See also:
- Awesome Art: Even decades later, the art on the game's stages looks amazing. Special mention goes to Avalon cycling through four very different and very detailed backgrounds.
- Polished Port:
- Aside from a third of the animation frames removed from the characters and some short loading times, the Sega Saturn version is just like the arcade version.
- The MS-DOS version is even better, restoring the missing animation frames and basically removing the load times. Aside from the slight resolution downgrade (and the need for a little DosBox finagling to run the game with a modern controller), it's basically an arcade perfect port.
- Porting Disaster: The PlayStation version, developed by Probe Entertainment, suffers from slowdowns, missing frames of animation, and lengthy load times due to the PlayStation's vastly inadequate RAM that cannot be upgraded that severely limits the amount of sprites that can be stored.
- "Seinfeld" Is Unfunny:
- The Secret Character of Akuma is held as a primary reason for the Crossover with Capcom properties for later entries and the birth of Capcom vs. to begin with, but it's hard to really get across the sheer improbability that this little act of having fun would mark upon the gaming industry as a whole, effectively giving birth to the idea of crossing two separately-owned properties over in gaming that wasn't just adapting pre-existing crossovers.
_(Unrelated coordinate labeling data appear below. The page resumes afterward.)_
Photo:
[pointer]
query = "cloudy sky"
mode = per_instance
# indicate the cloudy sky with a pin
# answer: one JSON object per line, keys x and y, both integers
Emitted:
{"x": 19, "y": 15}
Nowadays, things like Super Smash Bros. and Fortnite doing such cross-company crossovers and collaborations is effectively commonplace well after this game's heyday.
- Arguably even moreso, this applies to the gameplay. It is hard to overstate just how much crazier Children of the Atom was than any other 2D fighting game at the time. The game ambitiously aimed to recreate superhero comic books in fighting game form, and did this with enormous and larger-than-life characters, huge screen-filling attacks, radical new fighting game concepts like chain combos and extensive juggling that added all new dimensions to any hit that connected, and greatly increased mobility to create a fighting game experience completely different from the endless onslaught of Street Fighter and Mortal Kombat clones. Nowadays, it isn't at all uncommon for players - especially those coming into the game from the later entries, even as early as its effective sequel - to find Children of the Atom slow, clunky, at times outright baffling mechanically, and possessing a far less intuitive combo system than they'd expect. Though players even today will usually recognize its influence, you will almost never find a Marvel vs. Capcom fan whose favorite game is this one.
- Signature Scene: Magneto's boss intro, where he is first seen sitting on his throne in Avalon before descending to face the player and manifesting his iconic helmet seemingly out of thin air as the fight begins."You dare rise against me? The human era is over! The mutant era has come."
- Unexpected Character:
- Silver Samurai, particularly since he made it into the game over better known X-Men villains like Sabretooth and Mystique, with the former having to wait until X-Men vs. Street Fighter to make his fighting game debut. It's possible his concept appealed to the Japanese developers at Capcom.
- Spiral and Omega Red also count, both being obscure villains with little exposure outside of the comics and Capcom's games.